3 avr. 2017

[Review] FlatOut 4 Total Insanity, le test PS4

FLATOUT 4 TOTAL INSANITY - Disponible dès à présent sur PS4 et XB1.
Test effectué à partir d'une version éditeur.

Le jeu de course le plus déjanté de l'histoire est de retour. Dans FlatOut 4 - Total Insanity, vous n'avez qu'un seul objectif : détruire tout sur votre passage pour franchir la ligne d'arrivée en premier. Développé par Kylotonn Racing Games (WRC 5 et 6), le jeu propose un spectacle survitaminé à coups de nitroglycérine, que vous n'êtes pas prêt d'oublier. Qu'il s'agisse d'une Muscle Car, d'un buggy, d'un Monster Truck ou d'un camion de marchand de glaces, votre véhicule est votre seule arme pour venir à bout de vos adversaires...

Les joueurs les plus expérimentés parmi vous (subtil tournure pour ne pas dire "les plus âgés"...) se souviendront sans doute de la licence FlatOut. Si le dernier opus en date (FlatOut 3) n'avait pas brillé par ses qualités, ce quatrième volet (FlatOut 4), développé cette fois par Kylotonn Racing (à qui l'on doit les opus 5 et 6 de la franchise WRC) et Tiny Rebel Games, avait donc pour mission de satisfaire - enfin - les joueurs bien désireux de se défouler à nouveaux sur des tracés de folie aux commandes de bolides tout aussi dingues.

Malheureusement, après l'enthousiasme des premiers instants, ce dernier retombe. FlatOut 4 semble en effet ne pas avoir, cette fois encore, trouvé la bonne recette... Techniquement plutot pauvre, pas vraiment beau (sans aller jusqu'à dire qu'il est hideux tout de même), une IA qui triche sans cesse rendant les courses totalement aléatoire même si vous vous appliquez de votre mieux, les arguments contres semblent bien prendre le dessus sur les pour. Ça agasse, énormément, et on finit par fermer sa partie en balançant tout un tas de noms d'oiseaux. Et pourtant je suis généralement du genre patient et persévérant...

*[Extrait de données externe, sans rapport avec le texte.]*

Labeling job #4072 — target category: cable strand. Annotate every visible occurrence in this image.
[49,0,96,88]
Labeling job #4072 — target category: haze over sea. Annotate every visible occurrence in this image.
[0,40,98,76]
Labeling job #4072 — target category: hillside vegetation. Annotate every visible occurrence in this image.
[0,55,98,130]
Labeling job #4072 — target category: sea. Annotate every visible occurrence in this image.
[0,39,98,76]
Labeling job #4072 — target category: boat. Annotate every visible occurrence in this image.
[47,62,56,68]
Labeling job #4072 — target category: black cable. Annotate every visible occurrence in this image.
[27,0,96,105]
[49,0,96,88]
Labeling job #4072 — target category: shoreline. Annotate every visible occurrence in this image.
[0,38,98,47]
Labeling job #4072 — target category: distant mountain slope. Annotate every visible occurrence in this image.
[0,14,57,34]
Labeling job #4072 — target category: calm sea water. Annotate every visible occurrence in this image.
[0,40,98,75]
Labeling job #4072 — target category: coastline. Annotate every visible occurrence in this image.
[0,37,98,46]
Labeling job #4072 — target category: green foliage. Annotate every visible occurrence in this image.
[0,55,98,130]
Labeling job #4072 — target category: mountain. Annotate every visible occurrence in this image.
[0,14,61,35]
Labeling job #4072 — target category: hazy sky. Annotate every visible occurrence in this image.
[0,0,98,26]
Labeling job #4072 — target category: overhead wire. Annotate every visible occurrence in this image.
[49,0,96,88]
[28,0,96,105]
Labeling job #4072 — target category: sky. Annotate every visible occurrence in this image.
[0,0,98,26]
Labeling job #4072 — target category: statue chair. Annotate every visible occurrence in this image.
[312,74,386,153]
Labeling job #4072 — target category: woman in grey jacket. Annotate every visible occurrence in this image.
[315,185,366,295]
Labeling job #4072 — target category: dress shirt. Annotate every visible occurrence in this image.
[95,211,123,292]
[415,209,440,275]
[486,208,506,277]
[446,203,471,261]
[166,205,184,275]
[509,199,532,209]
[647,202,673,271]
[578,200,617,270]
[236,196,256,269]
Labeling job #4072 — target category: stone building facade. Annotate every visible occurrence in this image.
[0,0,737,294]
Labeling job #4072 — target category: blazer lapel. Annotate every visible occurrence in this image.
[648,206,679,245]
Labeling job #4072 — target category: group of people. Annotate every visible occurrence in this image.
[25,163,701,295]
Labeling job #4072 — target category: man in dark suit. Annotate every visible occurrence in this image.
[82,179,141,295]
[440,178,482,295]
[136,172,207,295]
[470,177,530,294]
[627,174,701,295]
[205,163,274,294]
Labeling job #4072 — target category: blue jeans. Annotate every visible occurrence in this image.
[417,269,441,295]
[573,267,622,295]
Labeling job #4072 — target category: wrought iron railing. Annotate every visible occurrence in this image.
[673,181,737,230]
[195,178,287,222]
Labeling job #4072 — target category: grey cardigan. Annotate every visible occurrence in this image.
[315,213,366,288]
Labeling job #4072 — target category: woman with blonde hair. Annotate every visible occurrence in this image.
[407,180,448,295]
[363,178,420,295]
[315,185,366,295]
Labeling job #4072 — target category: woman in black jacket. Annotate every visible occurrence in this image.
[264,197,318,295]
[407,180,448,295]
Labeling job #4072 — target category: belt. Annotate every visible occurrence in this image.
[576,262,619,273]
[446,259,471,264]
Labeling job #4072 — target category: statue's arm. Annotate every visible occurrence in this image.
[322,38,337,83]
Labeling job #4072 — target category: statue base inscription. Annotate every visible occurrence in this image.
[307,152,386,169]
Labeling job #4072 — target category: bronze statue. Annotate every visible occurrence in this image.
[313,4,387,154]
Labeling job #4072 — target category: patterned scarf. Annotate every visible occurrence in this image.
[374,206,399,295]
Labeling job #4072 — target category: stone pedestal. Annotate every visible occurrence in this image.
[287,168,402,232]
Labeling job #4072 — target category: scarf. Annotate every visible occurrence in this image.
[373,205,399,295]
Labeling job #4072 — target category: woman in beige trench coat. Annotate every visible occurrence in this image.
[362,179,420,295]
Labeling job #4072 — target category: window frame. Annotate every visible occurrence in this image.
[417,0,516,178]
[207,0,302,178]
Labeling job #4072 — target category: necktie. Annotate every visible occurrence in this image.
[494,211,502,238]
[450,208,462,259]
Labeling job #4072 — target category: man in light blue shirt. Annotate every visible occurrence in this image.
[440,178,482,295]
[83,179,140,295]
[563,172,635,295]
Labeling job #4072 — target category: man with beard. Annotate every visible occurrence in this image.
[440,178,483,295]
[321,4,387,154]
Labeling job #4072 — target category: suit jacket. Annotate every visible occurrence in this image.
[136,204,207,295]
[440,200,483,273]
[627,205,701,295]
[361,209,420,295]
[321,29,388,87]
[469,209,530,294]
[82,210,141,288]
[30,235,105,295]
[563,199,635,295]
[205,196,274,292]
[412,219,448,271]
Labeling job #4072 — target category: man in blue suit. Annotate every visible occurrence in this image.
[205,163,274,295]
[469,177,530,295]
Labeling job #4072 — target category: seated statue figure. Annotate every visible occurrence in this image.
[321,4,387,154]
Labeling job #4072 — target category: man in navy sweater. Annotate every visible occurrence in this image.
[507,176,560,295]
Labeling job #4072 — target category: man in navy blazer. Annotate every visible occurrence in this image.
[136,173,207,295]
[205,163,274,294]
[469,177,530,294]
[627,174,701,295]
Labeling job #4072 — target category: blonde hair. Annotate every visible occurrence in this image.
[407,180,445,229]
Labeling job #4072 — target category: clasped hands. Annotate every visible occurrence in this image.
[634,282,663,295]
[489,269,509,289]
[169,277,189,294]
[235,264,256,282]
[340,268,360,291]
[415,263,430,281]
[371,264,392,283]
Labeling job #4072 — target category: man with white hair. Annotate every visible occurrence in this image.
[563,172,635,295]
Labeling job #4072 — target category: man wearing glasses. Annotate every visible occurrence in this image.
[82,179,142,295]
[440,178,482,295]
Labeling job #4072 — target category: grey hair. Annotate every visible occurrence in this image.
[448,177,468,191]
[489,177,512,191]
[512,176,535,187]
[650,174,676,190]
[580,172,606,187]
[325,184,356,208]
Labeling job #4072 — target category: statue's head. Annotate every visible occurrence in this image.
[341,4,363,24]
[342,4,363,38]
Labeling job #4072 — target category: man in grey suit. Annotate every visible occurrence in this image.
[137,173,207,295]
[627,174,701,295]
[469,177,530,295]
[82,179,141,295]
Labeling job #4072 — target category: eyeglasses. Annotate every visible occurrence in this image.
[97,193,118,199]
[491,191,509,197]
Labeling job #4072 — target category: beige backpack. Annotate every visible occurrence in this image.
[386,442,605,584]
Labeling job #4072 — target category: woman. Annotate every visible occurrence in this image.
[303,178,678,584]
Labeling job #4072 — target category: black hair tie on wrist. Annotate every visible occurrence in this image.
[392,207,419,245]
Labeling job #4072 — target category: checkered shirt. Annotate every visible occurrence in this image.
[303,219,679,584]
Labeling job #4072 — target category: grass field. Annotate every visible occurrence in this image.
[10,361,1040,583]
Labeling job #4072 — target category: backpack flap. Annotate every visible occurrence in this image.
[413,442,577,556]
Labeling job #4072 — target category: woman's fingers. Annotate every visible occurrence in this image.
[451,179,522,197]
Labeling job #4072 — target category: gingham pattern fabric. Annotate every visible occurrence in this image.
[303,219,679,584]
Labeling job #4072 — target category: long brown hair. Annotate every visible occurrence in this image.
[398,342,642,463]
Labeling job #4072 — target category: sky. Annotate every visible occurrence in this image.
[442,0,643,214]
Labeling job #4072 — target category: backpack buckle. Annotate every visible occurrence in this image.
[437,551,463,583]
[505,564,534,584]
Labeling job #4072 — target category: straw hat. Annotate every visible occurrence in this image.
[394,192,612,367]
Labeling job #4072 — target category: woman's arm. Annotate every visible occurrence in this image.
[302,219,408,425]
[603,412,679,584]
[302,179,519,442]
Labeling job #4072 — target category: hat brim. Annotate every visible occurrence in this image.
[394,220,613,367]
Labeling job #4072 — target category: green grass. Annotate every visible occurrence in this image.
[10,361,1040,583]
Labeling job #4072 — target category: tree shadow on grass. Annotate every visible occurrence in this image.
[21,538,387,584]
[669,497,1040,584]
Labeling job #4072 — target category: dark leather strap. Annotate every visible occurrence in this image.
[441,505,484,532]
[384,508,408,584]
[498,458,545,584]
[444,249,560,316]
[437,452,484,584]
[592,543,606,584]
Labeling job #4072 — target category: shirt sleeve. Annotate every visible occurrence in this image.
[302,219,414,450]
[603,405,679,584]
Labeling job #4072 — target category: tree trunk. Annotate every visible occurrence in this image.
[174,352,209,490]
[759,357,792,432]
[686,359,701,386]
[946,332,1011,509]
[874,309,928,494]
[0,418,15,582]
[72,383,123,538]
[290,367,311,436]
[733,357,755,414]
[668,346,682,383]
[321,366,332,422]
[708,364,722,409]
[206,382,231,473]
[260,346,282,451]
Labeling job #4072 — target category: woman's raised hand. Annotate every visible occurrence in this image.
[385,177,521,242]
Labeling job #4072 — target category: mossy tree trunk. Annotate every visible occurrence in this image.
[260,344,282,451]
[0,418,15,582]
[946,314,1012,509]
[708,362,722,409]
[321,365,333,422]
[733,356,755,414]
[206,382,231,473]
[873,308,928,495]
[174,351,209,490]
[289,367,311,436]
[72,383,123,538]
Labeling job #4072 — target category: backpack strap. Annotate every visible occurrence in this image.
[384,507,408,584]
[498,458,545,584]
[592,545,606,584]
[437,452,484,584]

On peut cela dit relever tout de même quelques qualités à FlatOut 4, comme l'excellente sensation de vitesse qu'il procure (même si cette dernière est parfois bridée par un framerate trop variable), ou encore un panel de circuit relativement copieux et varié, multipliant les raccourcis et les itinéraires bis, avec des nombreux éléments destructibles au programme. L'originalité de ses modes de jeu également, avec un mode "Cascade" à saluer, ou de la destruction en arène, à la Destruction Derby (là aussi pour ceux qui ont connu cette belle époque sur PS One). Mais les défauts ne tardent généralement pas à se rappeler à nos bons souvenirs. Et le pire d'entre eux est assurément la gestion de l'IA.

On peut en effet pardonner (ou du moins excuser) une esthétique perfectible ou des tracés rendant parfois la maitrise du véhicule délicate, mais il est bien plus difficile de passer à coté du concept même de plaisir de jeu, quand chaque course, un peu à la manière d'un Mario Kart quand on y joue en catégorie 150cc, devient totalement aléatoire et que malgré une gestion quasi irréprochable de votre course de bout en bout, dès que l'on touche un adversaire c'est systématiquement lui qui va prendre l'avantage. Les collisions étant l'essence même de la licence FlatOut, finir par éviter tout contact sous peine d'être directement sanctionné, est une totale aberration. Idem avec certains tracés mal définis, où le jeu vous repositionne sur la piste vous faisant perde de précieuses secondes au passage. Dommage, car le concept est assurément bon, mais c'est ici la forme qui fait défaut. Les parties en ligne sont dès lors la meilleure des options pour s'amuser, tous les joueurs étant alors mis sur un même pied d'égalité, mais faut il encore que les joueurs répondent présents lors des matchmaking... Mais ça c'est un tout autre débat.

VERDICT
Plein de bonnes idées et d'intentions, FlatOut 4 pèche par contre sur certains éléments essentiels. Si on s'amuse durant les premiers moments (à condition de ne pas trop se focaliser sur le rendu général des tracés ni la physique des véhicules), une fois les choses sérieuses en piste, le fun laisse rapidement place à la frustration. La faute à une IA totalement ingérable et écœurante, qui en découragera le plus grand nombre. Restent alors des modes de jeu originaux et défoulant, ou encore des courses en multi, bien moins frustrantes qu'en solo. Un rendez-vous cela dit manqué pour la licence FlatOut, même si on garde encore l'espoir de voir un jour arriver l'épisode tant attendu.